Consultancy Evolves into Investment FundWed, 01/18/2017 - 15:24
That PEMEX does not have a team devoted to dealing with third party business interests is a red flag for the former monopoly and it could also face difficulties working as an equal as it turns itself into a productive and profitable company, according to Mexican consultancy Ainda Consultores. PEMEX is used to subcontracting and ordering companies rather than working as equal partners, says José Rinkenbach, Founding Partner at the consultancy.
“PEMEX’s objective is to become a profitable company. It might sound like a simple idea but it is a complex change to make,” Rinkenbach warns. While much attention is being paid to the alliances PEMEX will form, there is not enough focus on the rest of its business. “When it comes to alliances PEMEX should focus on deepwater because this is where it lacks experience and knowledge,” he says, but adds that most of its focus should be on the areas where it can be profitable independently. The state-owned company “should channel the majority of its resources into offshore shallow waters and southern areas with light crude oil reserves.”
Rinkenbach also points to the cultural mindset at PEMEX as a challenge. “PEMEX is on a good path with the alliances it is making,” he says. “But the real challenge is the shift in cultural mindset that is required for it to be successful.”
The company executive says alliances are also a key to the success of the consultancy’s own agenda as Ainda Consultores applies its “Mexican-specific know-how” in the newly opened oil and gas market while taking on a new direction. Historically focused on offering consultancy services to oil and gas companies, the firm is now diversifying with the ultimate aim of becoming an investment fund centered on long-term energy and infrastructure projects. “Our philosophy is partnering up. This will be key to taking on these big tasks,” Rinkenbach says. Alliances, he added, are one of the best leverages for this.
Ainda made a big step toward this goal in January 2016 when it signed a deal with Goldman Sachs’ Merchant Banking Division to make joint investments in the oil and gas, power generation, transportation and water infrastructure sectors. “Ainda offers expert knowledge of the Mexican industries and Goldman Sachs offers its strength as one of the largest investment funds in the world,” Rinkenbach says. The investment fund will work based on CKDs, which are financial instruments used by the Mexican Stock Exchange to fund projects in sectors with long-term investment perspectives. “Ainda will be like a private equity fund but public,” says Rinkenbach.

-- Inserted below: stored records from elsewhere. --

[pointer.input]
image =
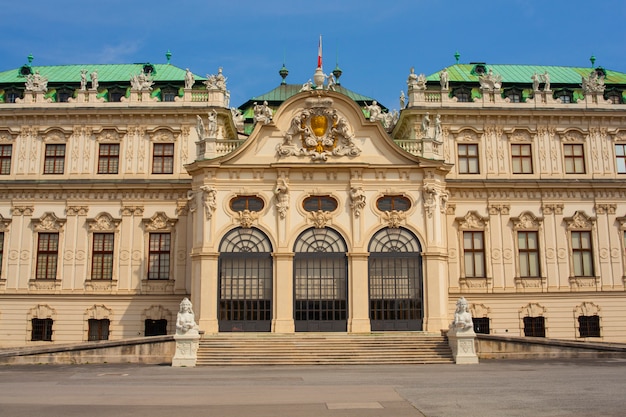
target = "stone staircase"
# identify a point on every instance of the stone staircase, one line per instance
(390, 348)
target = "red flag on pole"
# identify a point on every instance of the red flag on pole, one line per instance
(319, 54)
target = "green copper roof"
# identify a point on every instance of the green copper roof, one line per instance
(284, 91)
(106, 73)
(516, 74)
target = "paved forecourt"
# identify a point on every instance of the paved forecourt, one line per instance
(490, 389)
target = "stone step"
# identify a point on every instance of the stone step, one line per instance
(322, 349)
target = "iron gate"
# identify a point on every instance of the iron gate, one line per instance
(395, 281)
(245, 282)
(320, 284)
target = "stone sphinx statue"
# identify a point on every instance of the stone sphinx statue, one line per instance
(462, 316)
(185, 320)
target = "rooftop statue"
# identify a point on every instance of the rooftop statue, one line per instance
(262, 113)
(462, 316)
(83, 80)
(216, 82)
(546, 79)
(141, 82)
(37, 83)
(412, 80)
(375, 111)
(94, 80)
(189, 79)
(185, 320)
(535, 79)
(490, 81)
(593, 83)
(444, 79)
(237, 118)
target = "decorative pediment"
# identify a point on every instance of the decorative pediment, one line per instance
(6, 136)
(162, 135)
(247, 218)
(520, 136)
(160, 222)
(394, 218)
(48, 222)
(103, 222)
(526, 221)
(320, 219)
(98, 312)
(56, 136)
(579, 221)
(467, 136)
(532, 310)
(108, 135)
(4, 224)
(318, 132)
(587, 309)
(572, 136)
(472, 221)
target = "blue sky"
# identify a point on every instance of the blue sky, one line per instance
(374, 42)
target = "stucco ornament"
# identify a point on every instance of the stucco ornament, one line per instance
(36, 82)
(141, 82)
(185, 320)
(490, 81)
(318, 132)
(357, 200)
(593, 83)
(462, 316)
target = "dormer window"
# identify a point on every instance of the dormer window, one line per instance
(514, 95)
(25, 70)
(463, 95)
(566, 96)
(320, 202)
(614, 96)
(479, 69)
(148, 69)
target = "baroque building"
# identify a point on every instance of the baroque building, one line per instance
(311, 208)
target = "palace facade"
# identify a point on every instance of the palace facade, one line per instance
(311, 208)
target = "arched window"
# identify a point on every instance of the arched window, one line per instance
(320, 284)
(395, 281)
(245, 281)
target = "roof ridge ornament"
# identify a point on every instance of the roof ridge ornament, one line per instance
(321, 133)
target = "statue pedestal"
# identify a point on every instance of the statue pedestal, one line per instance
(462, 345)
(186, 349)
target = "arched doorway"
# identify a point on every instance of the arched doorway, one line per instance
(245, 281)
(395, 281)
(320, 284)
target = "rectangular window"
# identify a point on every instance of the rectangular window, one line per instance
(474, 252)
(535, 326)
(102, 260)
(620, 158)
(108, 158)
(98, 329)
(5, 159)
(468, 159)
(582, 254)
(1, 249)
(521, 158)
(159, 256)
(528, 245)
(481, 325)
(589, 326)
(47, 256)
(54, 162)
(155, 327)
(163, 158)
(574, 156)
(42, 330)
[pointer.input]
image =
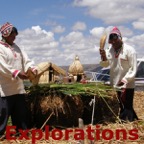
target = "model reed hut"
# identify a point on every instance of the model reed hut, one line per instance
(47, 73)
(76, 69)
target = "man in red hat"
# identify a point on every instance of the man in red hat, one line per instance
(122, 60)
(14, 64)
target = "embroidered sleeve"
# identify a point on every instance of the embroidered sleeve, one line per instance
(5, 69)
(130, 75)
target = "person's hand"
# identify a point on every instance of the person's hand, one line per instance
(35, 72)
(122, 85)
(22, 75)
(103, 54)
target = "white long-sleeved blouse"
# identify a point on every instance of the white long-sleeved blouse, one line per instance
(122, 67)
(12, 61)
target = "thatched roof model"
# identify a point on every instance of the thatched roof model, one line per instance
(45, 67)
(76, 67)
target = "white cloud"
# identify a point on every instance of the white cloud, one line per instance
(139, 24)
(79, 26)
(58, 29)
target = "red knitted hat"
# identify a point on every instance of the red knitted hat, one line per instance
(6, 29)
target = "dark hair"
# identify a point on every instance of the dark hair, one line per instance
(14, 30)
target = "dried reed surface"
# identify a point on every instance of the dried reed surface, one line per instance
(139, 125)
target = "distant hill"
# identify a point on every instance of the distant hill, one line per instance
(87, 67)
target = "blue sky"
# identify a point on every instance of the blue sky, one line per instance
(58, 30)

Investment in the oil and gas sector is where most of the firm’s business will come from in the coming years and it has enlisted a high-profile list of industry experts to form its investment committee. The investment fund will focus on production, rather than exploration, due to the financial risks involved in purely exploratory projects.
Rinkenbach also believes that service providers to the upstream sector should “integrate vertically to create conglomerates and expand their services to the entire E&P value chain,” as the industry has shifted its priorities. While in the past the company with the lowest bid would often win a contract, today efficiency and productivity takes precedence. Integrated solutions increase a service provider’s ability to attain this, he says.
As well as betting on the investment potential of Mexico’s oil and gas industry, Ainda Consultores is counting on the country’s talented people. “We are taking our investments in Mexican human capital very seriously,” Rinkenbach says, with initiatives such as an executive course organized by the firm and delivered at ITAM. “Twenty-nine people graduated last year from the program, which focused on investment in exploration and production projects.”